You might already know that security is a very “special” area. You also might know that there are plenty of surprises when dealing with unicode. As Mikael Goldman describes in his blog post “Creative usernames and Spotify account hijacking”, Spotify did have a vulnerability just because allowing users to use unicode characters as user names.
In my opinion, allowing user names with unicode was not really a fault – even using the “buggy” version of nodeprep.prepare(str) was not the problem. The problem in this case: using a display string (log on user name) as an identifier in subsequent processing.
So what would have been the alternative approach? I don’t trust strings, so for identifying objects (and users) I like GUIDs much more. They are not guessable and they do not store any other information than being an ID.
How would have that prevented the issue? Well as far as I understand the information Mikael Goldman did share in his blog post, the problem was that the user requests a password reset for the user “ᴮᴵᴳᴮᴵᴿᴰ”. This name has been canonicalized to “BIGBIRD” to lookup the email address and the canonicalized user name “BIGBIRD” has then be used for the update of the password – in that process another canonicalization took place, resulting in the user name “bigbird”, which is a different user.
Lets assume we use the canonicalized user name just for authentication and then only use the users ID (and assume that is a GUID).
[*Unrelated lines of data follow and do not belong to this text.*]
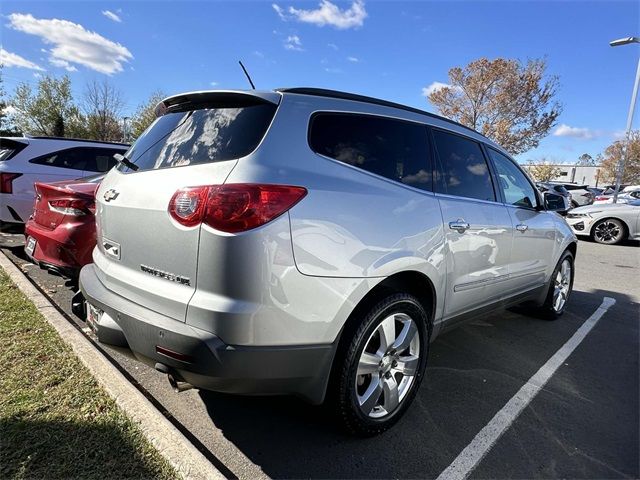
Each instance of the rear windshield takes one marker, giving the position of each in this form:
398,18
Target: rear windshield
9,148
200,136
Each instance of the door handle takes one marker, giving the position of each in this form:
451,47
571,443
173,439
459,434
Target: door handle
459,225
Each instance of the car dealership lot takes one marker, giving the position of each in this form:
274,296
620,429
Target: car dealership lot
584,423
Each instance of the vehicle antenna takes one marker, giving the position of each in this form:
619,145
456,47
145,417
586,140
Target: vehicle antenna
253,87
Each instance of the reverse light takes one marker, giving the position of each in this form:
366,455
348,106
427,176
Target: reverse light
75,207
6,181
234,207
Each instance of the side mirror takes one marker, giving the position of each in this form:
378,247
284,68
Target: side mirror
555,203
In that case the update would have been done using the GUID for “ᴮᴵᴳᴮᴵᴿᴰ”, since the password reset request would include that GUID instead of the user name itself. Also the update statement for updating the user database would update the password for the GUID of user “ᴮᴵᴳᴮᴵᴿᴰ”.
As you can see by simply NOT using a string as an identifier (a GUID should be parsed and really used as a strong typed GUID if you are using a language that supports strong typing – but even in Python, where no compiler checks will be done for type consistancy, you can ensure that the ID is a valid GUID), you get rid of potential security issues.
As a generic rule: NEVER use “names” as “identifiers”! In case of Authentication you might need to lookup the user by its name, but after that process you should always use the ID of the user for additional processing – not a name.